Exception data includes objects that do not readily fit within one
of the knowledge design categories. The exception data can be dealt
with by a separate application that allows for the tagging and
depositing of odd data objects into the database by the rapid,
manual intervention of trained content experts. Exception data that
belongs and is deposited in the database then becomes part of the
object algorithm for future encounters with that data type
alleviating the need to deal with in manually in the future. An
average of 20% of all converted legacy data can initially be
exception data.
[0072] Following conversion of the legacy data 340, the user
interface can be implemented 350.
[0073] The "face" of the knowledge stream system, that is, the
interface of a knowledge stream system, is one of the aspects of
the system. To be effective, the knowledge stream system interface
design should facilitate human-machine interaction. Because
productivity is typically a function of tasks performed in a given
time frame, a software interface to a system that positively
affects productivity integrates ergonomic efficiency, ease-of-use
and bear the ability to provide information with almost flash card
expediency. The user can quickly and easily navigate the screens of
the system to maintain a pace of activity that augments, not
detracts from, the tasks they are to perform. The user interface
can include a Graphic User Interface capable of providing the
complete spectrum of media types--from simple text to full-motion
video. Additionally, the screen layout of the interface possesses a
well-designed "frame" orientation similar to how modern Internet
web pages are constructed. A frame-based interface allows for the
segmentation of the presentation area from the control and feedback
areas of each screen. In this way the users eyes become trained to
zero-in on pertinent screen areas. Through proper layout and
presentation data can be optimally accessed in a manner efficient
enough to maintain continuity of thought through the target process
or procedures.
[0074] The user interface allows the performance support
application to be voice-driven. The ability to voice drive the
software can exist on two levels. The software can react to short
command utterances for screen-to-screen navigation and can receive
and process natural language dictation for random notes and data
input. Systems that can be voice-driven allow a user to perform
multitasking. A user's hands and even eyes can be free to perform
tasks, and the worker can be removed from the constraining
"computer bubble" traditionally encountered with non-voice systems.
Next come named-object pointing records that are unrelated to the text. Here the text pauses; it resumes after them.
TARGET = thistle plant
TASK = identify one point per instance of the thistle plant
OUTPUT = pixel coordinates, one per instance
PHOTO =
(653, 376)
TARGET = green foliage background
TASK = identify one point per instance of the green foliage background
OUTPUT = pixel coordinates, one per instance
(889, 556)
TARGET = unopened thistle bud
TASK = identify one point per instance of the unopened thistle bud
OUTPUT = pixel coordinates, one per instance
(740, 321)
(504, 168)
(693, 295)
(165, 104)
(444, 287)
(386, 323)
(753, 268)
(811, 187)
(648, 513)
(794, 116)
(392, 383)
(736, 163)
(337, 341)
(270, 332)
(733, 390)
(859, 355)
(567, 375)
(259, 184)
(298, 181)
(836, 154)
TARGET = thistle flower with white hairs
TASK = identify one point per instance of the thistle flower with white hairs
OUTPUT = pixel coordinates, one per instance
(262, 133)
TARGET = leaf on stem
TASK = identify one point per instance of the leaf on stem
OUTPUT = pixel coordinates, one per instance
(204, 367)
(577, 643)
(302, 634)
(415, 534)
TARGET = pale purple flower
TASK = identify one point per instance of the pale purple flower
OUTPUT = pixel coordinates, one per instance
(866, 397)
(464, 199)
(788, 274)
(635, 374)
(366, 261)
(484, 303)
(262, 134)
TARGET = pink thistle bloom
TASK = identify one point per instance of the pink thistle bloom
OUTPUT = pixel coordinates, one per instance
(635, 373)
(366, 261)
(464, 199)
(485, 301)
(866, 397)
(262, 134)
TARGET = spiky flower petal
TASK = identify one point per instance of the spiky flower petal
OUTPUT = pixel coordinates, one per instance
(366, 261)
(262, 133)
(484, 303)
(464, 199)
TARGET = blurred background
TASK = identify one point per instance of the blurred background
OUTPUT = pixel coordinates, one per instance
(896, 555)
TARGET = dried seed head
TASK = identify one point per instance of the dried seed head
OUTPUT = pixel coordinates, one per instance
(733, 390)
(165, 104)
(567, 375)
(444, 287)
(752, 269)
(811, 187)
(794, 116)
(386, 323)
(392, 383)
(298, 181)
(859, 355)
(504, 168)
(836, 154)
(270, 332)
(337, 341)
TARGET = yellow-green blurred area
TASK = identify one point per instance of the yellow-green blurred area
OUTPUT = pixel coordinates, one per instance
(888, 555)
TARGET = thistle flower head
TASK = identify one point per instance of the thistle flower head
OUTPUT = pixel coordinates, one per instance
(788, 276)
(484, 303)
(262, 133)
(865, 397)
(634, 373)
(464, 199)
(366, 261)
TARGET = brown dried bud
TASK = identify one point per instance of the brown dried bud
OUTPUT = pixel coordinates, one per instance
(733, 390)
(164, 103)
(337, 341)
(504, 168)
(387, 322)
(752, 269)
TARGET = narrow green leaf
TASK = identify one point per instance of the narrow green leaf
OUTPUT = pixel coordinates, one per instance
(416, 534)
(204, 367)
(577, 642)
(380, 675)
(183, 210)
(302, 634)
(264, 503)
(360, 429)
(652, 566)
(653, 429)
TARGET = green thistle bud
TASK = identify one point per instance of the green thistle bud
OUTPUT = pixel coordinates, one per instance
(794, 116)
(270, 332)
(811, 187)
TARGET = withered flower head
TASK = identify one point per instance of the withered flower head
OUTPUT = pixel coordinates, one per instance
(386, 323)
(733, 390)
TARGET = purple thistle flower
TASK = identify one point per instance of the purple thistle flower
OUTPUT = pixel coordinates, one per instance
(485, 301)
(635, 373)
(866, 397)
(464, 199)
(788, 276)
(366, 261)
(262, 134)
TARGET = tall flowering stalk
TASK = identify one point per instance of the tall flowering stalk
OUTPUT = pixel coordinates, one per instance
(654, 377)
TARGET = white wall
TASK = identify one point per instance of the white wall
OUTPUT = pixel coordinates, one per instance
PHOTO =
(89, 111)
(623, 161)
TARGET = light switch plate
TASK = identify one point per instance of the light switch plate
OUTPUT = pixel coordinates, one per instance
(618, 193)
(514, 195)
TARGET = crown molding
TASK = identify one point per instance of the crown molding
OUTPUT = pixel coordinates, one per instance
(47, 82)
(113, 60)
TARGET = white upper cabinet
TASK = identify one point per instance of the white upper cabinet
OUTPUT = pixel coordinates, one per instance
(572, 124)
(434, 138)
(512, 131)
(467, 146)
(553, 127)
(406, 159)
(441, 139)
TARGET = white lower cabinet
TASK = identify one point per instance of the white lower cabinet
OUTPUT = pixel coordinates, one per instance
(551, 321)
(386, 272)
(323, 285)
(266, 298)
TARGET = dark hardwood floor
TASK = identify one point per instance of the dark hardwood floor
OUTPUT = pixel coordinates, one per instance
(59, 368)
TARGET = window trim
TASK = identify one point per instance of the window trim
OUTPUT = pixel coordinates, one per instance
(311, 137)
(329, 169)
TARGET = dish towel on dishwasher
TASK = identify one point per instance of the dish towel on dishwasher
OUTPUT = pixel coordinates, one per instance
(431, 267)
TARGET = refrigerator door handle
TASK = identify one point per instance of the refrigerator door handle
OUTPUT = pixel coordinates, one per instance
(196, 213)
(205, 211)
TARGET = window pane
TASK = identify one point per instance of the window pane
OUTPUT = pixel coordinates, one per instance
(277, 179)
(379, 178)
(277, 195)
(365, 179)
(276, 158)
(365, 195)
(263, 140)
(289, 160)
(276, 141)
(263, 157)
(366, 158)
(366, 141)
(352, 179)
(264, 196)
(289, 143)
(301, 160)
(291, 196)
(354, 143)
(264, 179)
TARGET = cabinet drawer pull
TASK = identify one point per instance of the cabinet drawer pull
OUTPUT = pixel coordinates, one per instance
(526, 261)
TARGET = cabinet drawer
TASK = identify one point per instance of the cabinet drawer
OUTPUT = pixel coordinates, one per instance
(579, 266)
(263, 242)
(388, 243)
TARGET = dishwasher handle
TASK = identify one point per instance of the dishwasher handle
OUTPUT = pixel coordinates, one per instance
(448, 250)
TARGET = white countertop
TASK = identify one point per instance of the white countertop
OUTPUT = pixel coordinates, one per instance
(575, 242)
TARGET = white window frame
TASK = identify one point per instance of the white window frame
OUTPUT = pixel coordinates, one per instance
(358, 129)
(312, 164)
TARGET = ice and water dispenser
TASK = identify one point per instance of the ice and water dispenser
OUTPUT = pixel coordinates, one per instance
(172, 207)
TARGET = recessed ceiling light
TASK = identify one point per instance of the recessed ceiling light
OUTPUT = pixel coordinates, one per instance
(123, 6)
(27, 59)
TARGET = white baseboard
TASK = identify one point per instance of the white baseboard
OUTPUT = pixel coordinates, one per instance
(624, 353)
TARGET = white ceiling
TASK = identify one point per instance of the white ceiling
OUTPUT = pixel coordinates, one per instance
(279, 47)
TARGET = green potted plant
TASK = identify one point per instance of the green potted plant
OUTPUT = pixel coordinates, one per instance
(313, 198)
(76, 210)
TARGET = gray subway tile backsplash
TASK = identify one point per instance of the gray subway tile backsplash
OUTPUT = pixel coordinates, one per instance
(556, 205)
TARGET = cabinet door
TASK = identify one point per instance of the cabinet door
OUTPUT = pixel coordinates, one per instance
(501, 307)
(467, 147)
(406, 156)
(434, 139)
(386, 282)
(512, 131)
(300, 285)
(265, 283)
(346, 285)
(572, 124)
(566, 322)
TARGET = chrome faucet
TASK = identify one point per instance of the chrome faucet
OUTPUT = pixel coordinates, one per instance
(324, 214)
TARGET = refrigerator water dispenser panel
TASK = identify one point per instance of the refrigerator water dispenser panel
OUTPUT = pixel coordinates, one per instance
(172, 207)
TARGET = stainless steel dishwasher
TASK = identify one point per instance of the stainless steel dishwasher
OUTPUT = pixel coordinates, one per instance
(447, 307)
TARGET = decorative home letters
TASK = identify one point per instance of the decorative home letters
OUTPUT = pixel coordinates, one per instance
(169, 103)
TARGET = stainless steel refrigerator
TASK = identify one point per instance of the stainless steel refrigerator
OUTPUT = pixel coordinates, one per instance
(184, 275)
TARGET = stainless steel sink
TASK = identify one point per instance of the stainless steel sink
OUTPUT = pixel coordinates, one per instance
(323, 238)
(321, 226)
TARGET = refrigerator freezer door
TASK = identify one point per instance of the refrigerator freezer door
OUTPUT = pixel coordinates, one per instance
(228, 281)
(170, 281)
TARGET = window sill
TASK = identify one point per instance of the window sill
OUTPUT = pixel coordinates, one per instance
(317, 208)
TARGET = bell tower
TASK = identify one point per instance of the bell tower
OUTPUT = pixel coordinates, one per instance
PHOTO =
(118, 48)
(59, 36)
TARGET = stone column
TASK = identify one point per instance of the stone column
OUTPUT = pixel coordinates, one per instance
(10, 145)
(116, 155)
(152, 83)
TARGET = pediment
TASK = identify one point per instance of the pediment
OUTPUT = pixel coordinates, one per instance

As a backup to voice, touch or pen input ability or other form of
manual input can be provided.
[0075] The user interface can integrate the components of the
knowledge Design: the Process Model, the Reference Information
Design Model and the Conceptual Support Model. It can also include
three screen design elements called the information frame,
navigation bar and status bar as will be discussed in further
detail below. It can integrate these components in such a fashion
that they exist in ergonomic harmony providing easy access to the
knowledge data.
[0076] When all of the above interface components are present, the
performance support interface can become a window or transparent
portal to the performance support information. The interface is
interactive and can allow the user to perform the task while
accessing the data. The user can request and retrieve information
without regard to or knowledge of the interface itself. The
performance support system can becomes virtually invisible and
users are able to experience performance support as if they are
actually interacting with a physical mentor guiding them through
their tasks.
[0077] From a physical layout perspective there are varieties of
viable template variations that will work. The user interface
typically includes: 1) the Process Model, 2) the Reference
Information Model, 3) the Conceptual Support Model, 4) the
information frame, 5) the navigation bar and 6) the status bar.
[0078] In one embodiment, task-based information and guidance to be
displayed to the worker can be provided via a Web browser-equipped
display in an information frame. All elements within the frame can
be HTML-based. The information frame can include and display the
action sequences of the Process Model, the reference information
from the Reference Information Model, and the Conceptual Support
information. The information frame can be formatted to provide
quick absorption by the worker.
[0079] The sections of the information frame can be divided up into
zones that are each filled with distinct categories of information
that can be quickly discerned by the eyes of the worker. For
example, at the top of the display the worker sees the major
process category of work he or she is involved in. Just below that
the actual task at hand is displayed. Any notes or cautions
relative to the task can be provided below and highlighted in red
to catch the eye.
[0080] Task actions can be indicated by a purple arrow followed by
a question to be answered if the tasks are part of a diagnostic
sequence. Procedure assist sequences can differ in that the worker
may not be asked a question as a precipitator of further actions.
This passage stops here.